Stock Market Index Analysis
Finally! After more than two months of little more than sideways movement, the S&P 500 (SPX) (NYSEARCA:SPY) finally closed above a major line in the sand at 1885 and 1897. The bad news is, Friday's close right at 1900 was suspiciously right in line with a big round number… and levels ending in big round numbers tend to act as key reversal points. And, given just how reversal prone stocks have been since March anyway, it wouldn't be surprising to see the market turn tail and pull back here just when it looks like the S&P 500 had wiggled its way out of a rut.
S&P 500 & VIX - Daily Chart
All charts created with TradeStation.
On the other hand, we'll concede that this particular breakout effort has an advantage the other prior two surges didn't... it's starting the effort with lots of support at the 20-day (BLUE) and the 50-day (purple) moving average lines, and it's starting the effort without the disadvantage of being overbought.
It's not all sunshine and roses for the market here, however - there are still some problems we could encounter soon. One of those potential pitfalls is an amazingly-low CBOE Volatility Index (VIX) (NYSEARCA:VXX). The other problem with the rally to date is that it's unfurled on very low volume. That being said, while the weak volume suggests the rally is running on borrowed time, it's possible for the market to inch higher while the VIX remains at very suppressed levels. It's just usually not a very strong rally, and is often characterized by choppy, inefficient action from one day to the next.
The weekly chart of the S&P 500 offers a little more perspective on the whole shebang, though doesn't actually tell us anything new. It's in this timeframe we can see just how low the VIX is here, though again, the market can keep the VIX at low levels for weeks on end while rallying - tepidly - the whole time.
S&P 500 & VIX - Weekly Chart
That said, although subtle, there's a red flag waving on the weekly chart of the S&P 500. See the rising, dashed support line and the 100-day (gray) moving average line?
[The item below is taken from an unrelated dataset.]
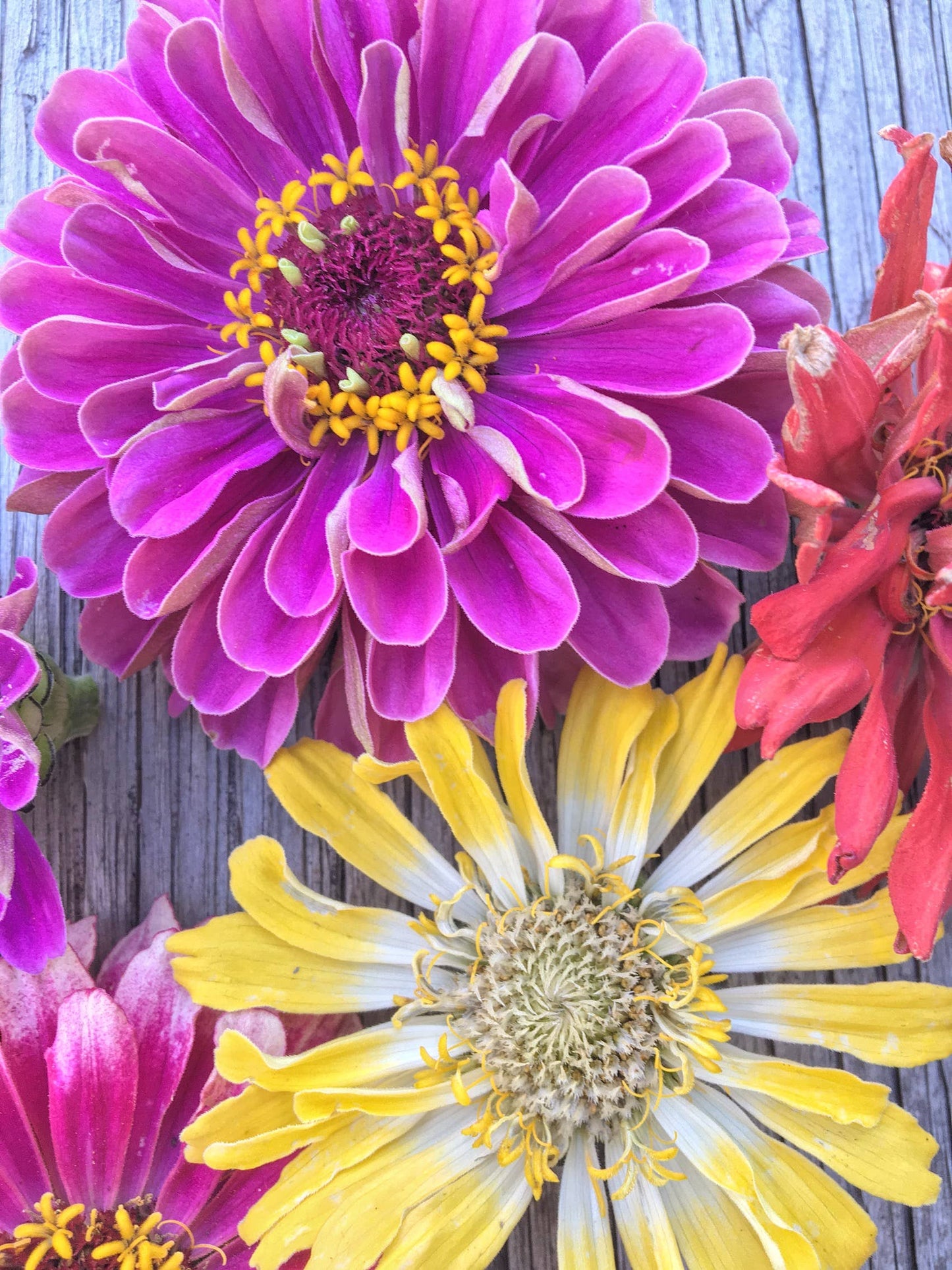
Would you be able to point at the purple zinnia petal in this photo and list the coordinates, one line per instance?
(237, 388)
If you look closely, the 100-day line has fallen below that straight-line support, telling us the bigger-picture momentum has been deteriorating for a while. That may or may not be a problem yet. If last week's renewed bullishness (the S&P 500 gained 1.15% last week, which was the best gain in five weeks) is for real, then the recent lull is a buying opportunity into a longer-term uptrend. If the rally peters out before it even gets going, however, it wouldn't take much of a pullback for the market to move below the point of no return. In our estimate, a tumble under 1850 could jump-start a pullback that wouldn't see the bulls put up much of a fight to halt it.
Almost needless to say, this week is a pivotal week for stocks and the broad market (NYSEARCA:DIA) (NYSEARCA:IWM) (NASDAQ:QQQ). The bulls already took a very good shot, and may well have jolted the market back into an uptrend.
That being said, even a small dip back to the support levels around 1885 and then a renewal of the rally would be the ideal thing to happen for the bulls here. If the rally should bolt right out of the gate on Tuesday, it may simply be an invitation for a big wave of profit-taking that could pull the S&P 500 back under the critical 1850 level . It's all about the pacing and balance as we transition from spring to summer, when volume is thin and disinterest is high. For what it's worth though, right now, the market is still mostly range-bound.
Disclosure: I have no positions in any stocks mentioned, and no plans to initiate any positions within the next 72 hours. I wrote this article myself, and it expresses my own opinions. I am not receiving compensation for it. I have no business relationship with any company whose stock is mentioned in this article.